The 'Google Brain' is a real thing but very few people have seen it
Naturally, tech giant Google is smack dab in the middle of this trend.
Just like the move to mobile gave rise to companies like Uber and Snapchat, Google's chairman Eric Schmidt believes that machine learning will underpin the next crop of game-changing successful companies.
Google has built a team of machine learning researchers that call themselves the Google Brain Team. As this team creates new machine learning technology, they make it available to others as a service on Google's cloud.
But it turns out the Google Brain is actually a real thing that exists inside Google's massive collection of data centers, the company's head of cloud Diane Greene told attendees at the Oktane tech conference on Tuesday.
"Visiting the data centers. They are just unbelievable. They are acres and acres and you go through a double door and there's thousands and thousands more servers. There's not a lot of people," she says.

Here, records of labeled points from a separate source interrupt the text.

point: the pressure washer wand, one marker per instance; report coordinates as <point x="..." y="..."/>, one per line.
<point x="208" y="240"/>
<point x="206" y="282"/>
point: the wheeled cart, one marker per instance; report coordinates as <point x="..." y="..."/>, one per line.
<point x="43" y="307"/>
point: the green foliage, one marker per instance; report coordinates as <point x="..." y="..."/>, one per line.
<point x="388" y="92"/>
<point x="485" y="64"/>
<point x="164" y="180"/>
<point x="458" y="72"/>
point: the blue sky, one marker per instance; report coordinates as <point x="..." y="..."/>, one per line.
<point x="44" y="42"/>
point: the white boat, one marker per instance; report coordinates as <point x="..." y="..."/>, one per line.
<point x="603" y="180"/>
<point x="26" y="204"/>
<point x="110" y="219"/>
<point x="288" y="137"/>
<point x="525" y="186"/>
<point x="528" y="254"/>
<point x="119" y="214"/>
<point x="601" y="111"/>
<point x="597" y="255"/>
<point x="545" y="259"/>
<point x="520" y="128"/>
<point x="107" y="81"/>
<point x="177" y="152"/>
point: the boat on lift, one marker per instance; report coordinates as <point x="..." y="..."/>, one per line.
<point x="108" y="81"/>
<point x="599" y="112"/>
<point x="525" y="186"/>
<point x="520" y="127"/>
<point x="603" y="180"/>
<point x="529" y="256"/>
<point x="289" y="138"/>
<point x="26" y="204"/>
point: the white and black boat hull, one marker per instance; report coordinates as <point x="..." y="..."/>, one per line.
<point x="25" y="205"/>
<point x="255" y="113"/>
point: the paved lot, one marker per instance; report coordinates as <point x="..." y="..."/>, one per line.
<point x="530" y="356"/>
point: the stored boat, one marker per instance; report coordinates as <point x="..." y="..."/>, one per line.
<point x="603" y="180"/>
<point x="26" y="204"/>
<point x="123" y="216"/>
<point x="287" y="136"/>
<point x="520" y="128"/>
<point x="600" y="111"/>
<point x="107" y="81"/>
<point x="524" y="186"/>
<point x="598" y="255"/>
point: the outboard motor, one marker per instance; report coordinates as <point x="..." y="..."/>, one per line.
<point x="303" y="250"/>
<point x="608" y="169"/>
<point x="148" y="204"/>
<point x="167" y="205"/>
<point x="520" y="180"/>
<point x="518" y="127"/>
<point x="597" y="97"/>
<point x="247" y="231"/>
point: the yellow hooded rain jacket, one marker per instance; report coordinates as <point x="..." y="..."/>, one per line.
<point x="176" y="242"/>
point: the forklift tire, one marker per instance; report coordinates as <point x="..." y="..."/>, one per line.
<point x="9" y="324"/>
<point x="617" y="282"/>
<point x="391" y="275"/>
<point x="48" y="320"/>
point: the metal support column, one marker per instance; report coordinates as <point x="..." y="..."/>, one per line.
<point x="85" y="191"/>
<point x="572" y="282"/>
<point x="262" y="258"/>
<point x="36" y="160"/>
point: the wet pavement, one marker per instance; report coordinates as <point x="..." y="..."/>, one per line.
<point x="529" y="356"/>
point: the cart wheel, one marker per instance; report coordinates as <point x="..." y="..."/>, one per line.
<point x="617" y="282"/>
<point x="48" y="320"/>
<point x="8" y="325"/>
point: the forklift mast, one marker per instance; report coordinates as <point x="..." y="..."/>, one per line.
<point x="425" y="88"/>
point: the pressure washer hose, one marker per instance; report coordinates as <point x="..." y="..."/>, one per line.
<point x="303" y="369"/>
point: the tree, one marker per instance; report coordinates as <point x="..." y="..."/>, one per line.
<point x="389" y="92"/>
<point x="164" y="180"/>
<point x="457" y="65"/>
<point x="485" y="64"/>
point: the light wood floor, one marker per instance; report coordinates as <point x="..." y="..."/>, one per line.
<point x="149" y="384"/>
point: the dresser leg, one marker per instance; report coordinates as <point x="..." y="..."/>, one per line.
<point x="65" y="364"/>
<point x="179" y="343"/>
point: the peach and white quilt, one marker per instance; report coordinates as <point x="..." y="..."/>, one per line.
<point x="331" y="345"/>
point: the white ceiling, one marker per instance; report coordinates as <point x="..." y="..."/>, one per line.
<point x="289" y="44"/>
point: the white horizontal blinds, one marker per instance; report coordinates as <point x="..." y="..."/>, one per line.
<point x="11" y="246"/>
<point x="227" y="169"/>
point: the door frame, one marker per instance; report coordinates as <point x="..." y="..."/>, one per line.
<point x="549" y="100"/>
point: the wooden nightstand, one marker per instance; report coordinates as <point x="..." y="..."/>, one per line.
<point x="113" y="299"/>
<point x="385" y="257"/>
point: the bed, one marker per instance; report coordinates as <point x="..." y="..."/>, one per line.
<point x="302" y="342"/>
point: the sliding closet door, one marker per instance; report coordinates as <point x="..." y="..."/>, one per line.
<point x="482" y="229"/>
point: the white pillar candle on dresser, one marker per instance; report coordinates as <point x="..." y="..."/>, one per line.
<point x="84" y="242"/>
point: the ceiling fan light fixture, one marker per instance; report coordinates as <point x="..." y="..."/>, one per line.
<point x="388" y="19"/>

"And we have something called Google Brain, where we do our machine learning with special processors. And there's the Google Brain," she says, describing seeing it behind those double doors.
"It's like science fiction," she said.
One little known fact: Google's data centers and the Google Brain are not painted in "Google colors," the primary colors, popular with pre-schoolers, that are used for Google's products and the sprawling Googleplex HQ.
Instead, Google has hired artists to paint beautiful murals on the outside of its data center buildings.
Inside the data centers, the servers use LED lights, so they kinda of glow, just like you'd imagine a massive computer brain - one that is getting smarter all the time - to look. It does seem like science fiction.